For many people who do not believe in God, the largest obstacle to accepting His reality is the existence and nature of evil. Even many theists struggle with the concept of a loving personal God who allows evil to exist. In essence, both argue that if God is omnipotent and good, He would stop that which is evil from happening. For example, some people are suggesting that the recent school shootings would not have occurred if God exists. All people of faith, therefore, must address this obstacle in some way in order to believe.
The problem that evil poses to people of faith has been a challenge since the beginning. Greek philosopher Epicurus once argued that God “either can do nothing to stop catastrophe or doesn’t care to.” Although he believed in the gods, he believed they did not interfere with the world. When he was an atheist, C.S. Lewis observed, “My argument against God was that the universe seemed so cruel and unjust…. For many years I simply refused to listen to the Christian answers to this question, because I kept on feeling, ‘whatever you say, and however clever your arguments are, isn’t it much simpler and easier to say that the world was not made by any intelligent power?’” While this always made Lewis uncomfortable, other atheists seem to have no problem with the cruelty of the universe. Richard Dawkins, for instance, sees the evil actions of man as being the result of evolution, of survival of the fittest. Meanwhile, even those who believe in God sometimes struggle with the issue. Deists believe that God created the universe and its natural processes, but He is not involved in its day-to-day operation, which continues under natural laws that are indifferent to us. Sadly, even some Christians have a similar view.
Most believers explain the existence of evil as a matter of choice. That is, while God is good and prefers righteousness, He leaves it up to each person as to whether to obey or not. This is perhaps the best way of explaining human behavior. Some people are going to choose evil no matter what, and no laws, no government, and no entity can prevent this. Does this mean that God is powerless to prevent it? By no means. It is also a matter of choice to allow people free will. While an omnipotent God can certainly make people do what He wants, forcing people to do what is right at the cost of their freedom is itself a form of evil. God wants people to choose to love and obey Him without being forced to, for the robotic love of those who have no choice is meaningless. Even so, those with faith recognize that God still works out everything for our good despite the evil choices of men, though we often cannot see the end.
But what about injury and death that results from natural processes, such as hurricanes and disease? Is this not proof that God is indifferent to our suffering? Many Christians likewise argue that the reason the natural world is so hostile to us is also because of the evil choices of man, which resulted in the Fall, though some may say that is unfair since we did not ourselves make those choices. A better response is to recognize that most of the time nature is cruel to us because of our choices.

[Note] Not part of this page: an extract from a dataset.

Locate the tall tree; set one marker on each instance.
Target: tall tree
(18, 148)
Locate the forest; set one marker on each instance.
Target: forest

We are killed by a hurricane because we refuse to take shelter or leave when warned, and we get pneumonia because we played in the rain barefooted in the winter. Those who do not learn how to behave in nature, to avoid danger and disease, and to protect themselves are going to see nature as evil far more often than those who do.
In fact, the existence of evil actually proves that there is a God. As Lewis concluded, “But how had I got this idea of just and unjust? … What was I comparing this universe with when I called it unjust?” If there is no good and evil, what right have we to complain about what happens to people? If there is such a thing as absolute good and evil, then there must be a good power that established that standard. In short, our innate feeling that certain acts are senseless and evil demonstrates that there is a God who is good and is trying to help us become good. If Dawkins is right, we should no more get upset about people who try to dominate and kill those they don’t like than we should get upset when an elk fights to gain dominance of the herd. Of course, most atheists would argue that they are moral by choice rather than by design, yet their very response to evil around us, which continues to surprise, depress, and angers them, belies this self-deception. Rather than seeing evil as nature taking its course, they get just as upset as the theist who recognizes that evil is wrong because God is good and desires that we love our neighbors as ourselves.
When unmitigated evil occurs, it is jarring. We ought to get upset, to feel sympathy for survivors, and to help those who are wayward make better choices. Some may do this through law and order; some by appealing to the heart. Yet rather than doubting God, our very reaction ought to help convince us that there is a God, and that He is good. Those who do these things are those who have rejected Him and His goodness. More and more people will reject Him as time goes on, so we should be prepared for more evil, not less. When faced with evil, we ought to draw even closer to Him, for the only alternative is to become more like that which we hate.